Following using on-line tools to compare key word search popularity we identified presents men to guide the strategy for online promotion as well as off-line advertising materials.
Place
Place is the part of the marketing mix that is often disregarded by companies, but it’s still an important part of selling your product effectively. In short, it describes the way in which you provide your product to your consumer, and subsequently how you collect money from them. It can be a great marketing approach when applied appropriately.
The most common ramifications of place-based marketing are the physical locations in which your products are sold. For the vast majority of consumer products, this involves the distribution network between your manufacturing plants and shops or other outlets around the world. Since distribution of a physical product costs money it is important to identify your own priorities and adapt your distribution network accordingly.
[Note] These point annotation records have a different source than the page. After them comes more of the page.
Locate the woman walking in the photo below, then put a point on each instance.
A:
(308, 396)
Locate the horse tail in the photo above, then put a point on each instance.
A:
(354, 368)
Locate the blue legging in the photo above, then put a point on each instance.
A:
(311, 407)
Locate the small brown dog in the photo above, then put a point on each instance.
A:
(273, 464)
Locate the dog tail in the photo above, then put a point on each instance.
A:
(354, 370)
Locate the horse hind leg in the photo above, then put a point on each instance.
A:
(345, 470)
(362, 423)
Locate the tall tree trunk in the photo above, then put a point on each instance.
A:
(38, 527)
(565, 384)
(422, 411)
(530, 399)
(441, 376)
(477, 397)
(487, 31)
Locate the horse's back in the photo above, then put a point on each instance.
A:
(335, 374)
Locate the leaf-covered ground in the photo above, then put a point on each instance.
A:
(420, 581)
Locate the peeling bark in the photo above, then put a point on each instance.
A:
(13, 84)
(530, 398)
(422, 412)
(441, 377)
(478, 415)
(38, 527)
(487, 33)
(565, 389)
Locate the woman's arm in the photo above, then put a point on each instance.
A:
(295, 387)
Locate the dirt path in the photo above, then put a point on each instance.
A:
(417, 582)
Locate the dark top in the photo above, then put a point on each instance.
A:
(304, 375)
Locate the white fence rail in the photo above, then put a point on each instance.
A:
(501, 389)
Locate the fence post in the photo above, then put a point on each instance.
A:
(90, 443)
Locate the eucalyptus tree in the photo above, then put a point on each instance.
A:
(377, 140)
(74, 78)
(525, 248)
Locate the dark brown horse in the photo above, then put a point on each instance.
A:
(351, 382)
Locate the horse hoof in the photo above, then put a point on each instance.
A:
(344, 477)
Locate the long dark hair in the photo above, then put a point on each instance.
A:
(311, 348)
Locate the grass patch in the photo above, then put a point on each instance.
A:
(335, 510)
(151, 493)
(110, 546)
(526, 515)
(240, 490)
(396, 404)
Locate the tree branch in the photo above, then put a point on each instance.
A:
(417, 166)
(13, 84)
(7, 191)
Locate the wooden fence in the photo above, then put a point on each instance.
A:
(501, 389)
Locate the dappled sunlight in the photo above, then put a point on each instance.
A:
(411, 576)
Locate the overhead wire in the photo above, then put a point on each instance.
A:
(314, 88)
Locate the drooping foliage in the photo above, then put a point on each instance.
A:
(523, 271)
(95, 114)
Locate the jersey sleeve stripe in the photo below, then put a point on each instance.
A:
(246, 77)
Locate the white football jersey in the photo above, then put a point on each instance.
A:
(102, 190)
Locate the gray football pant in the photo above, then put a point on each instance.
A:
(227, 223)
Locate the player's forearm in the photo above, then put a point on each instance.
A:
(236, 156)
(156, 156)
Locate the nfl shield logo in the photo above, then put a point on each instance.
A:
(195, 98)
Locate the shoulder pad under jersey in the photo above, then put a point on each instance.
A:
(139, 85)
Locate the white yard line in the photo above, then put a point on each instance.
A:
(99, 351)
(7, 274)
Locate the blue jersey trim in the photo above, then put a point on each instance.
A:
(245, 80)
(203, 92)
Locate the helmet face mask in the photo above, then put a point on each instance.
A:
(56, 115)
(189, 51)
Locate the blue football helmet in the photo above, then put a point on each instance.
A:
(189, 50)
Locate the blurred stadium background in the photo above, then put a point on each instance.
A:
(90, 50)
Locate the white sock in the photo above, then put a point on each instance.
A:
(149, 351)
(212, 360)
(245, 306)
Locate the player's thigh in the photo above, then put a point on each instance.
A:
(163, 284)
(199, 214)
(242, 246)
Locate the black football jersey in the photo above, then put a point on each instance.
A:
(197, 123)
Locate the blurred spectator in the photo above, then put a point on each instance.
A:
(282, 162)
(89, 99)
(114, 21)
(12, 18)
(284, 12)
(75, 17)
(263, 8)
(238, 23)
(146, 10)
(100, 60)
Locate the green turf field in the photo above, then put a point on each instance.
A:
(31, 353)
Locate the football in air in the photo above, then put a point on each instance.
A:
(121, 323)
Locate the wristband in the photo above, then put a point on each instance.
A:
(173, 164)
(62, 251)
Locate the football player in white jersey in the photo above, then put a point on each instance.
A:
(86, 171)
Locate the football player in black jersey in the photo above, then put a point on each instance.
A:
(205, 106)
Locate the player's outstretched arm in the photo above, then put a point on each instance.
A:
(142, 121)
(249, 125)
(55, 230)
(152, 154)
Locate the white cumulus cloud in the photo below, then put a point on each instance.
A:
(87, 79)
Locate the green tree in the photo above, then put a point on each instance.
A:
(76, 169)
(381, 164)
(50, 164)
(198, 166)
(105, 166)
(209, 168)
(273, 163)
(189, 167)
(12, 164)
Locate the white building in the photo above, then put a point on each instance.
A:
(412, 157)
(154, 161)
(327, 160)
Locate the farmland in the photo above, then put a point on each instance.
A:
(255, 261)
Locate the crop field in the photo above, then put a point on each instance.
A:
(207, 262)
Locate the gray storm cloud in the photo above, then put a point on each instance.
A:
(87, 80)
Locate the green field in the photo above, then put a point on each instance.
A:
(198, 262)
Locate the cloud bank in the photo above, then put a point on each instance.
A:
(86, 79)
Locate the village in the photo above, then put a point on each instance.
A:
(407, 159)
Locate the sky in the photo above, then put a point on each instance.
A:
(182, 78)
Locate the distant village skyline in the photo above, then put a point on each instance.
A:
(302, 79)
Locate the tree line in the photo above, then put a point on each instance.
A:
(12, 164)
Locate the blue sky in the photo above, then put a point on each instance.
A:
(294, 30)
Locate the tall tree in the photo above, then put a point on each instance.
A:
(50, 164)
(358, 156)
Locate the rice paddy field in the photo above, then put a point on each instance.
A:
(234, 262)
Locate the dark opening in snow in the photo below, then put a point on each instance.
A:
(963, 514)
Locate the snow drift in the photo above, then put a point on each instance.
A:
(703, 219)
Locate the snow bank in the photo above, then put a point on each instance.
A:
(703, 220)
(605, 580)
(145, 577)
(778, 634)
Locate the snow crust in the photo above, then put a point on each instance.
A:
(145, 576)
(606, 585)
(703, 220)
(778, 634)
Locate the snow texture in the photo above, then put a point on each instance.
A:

With the growing use of the Internet by your prospective customers, marketing strategies have had to take into account how they use the Internet to help deliver their products. By using the Internet as a place of contact (or even as a whole distribution channel in download-based markets such as MP3s) firms are now able to reach out to a huge pool of potential customers.
Promotion
When you mention the word “marketing”, most people instantly think of the promotional aspect of the marketing mix, although as we have seen, this is merely one branch of a more comprehensive system. Promotion can be employed on a very individual basis or as a mass communication tool, and whilst it can be a costly undertaking it is often an essential one. The primary concern of promotion is to deliver a certain message that will improve sales.
Advertising is one of the most common forms of promotion. Typically it would be done by posting on billboards, creating short clips for TV and radio or by physically handing out flyers or leaflets to potential buyers. With the coming of the information age we have seen a great increase in promotion via e-mail and the Internet, or simply as targeted advertising materials posted through your door.
Another important part of promotion involves branding, which may not necessarily yield more product sales directly, but goes back to one of the initial purposes of marketing; getting customers to choose your product over those of your rivals.
Putting it into Practice
As previously mentioned each business is unique and will have different marketing requirements. By using a balance of the four P’s reviewed above you can take an effective view of your own marketing strategy.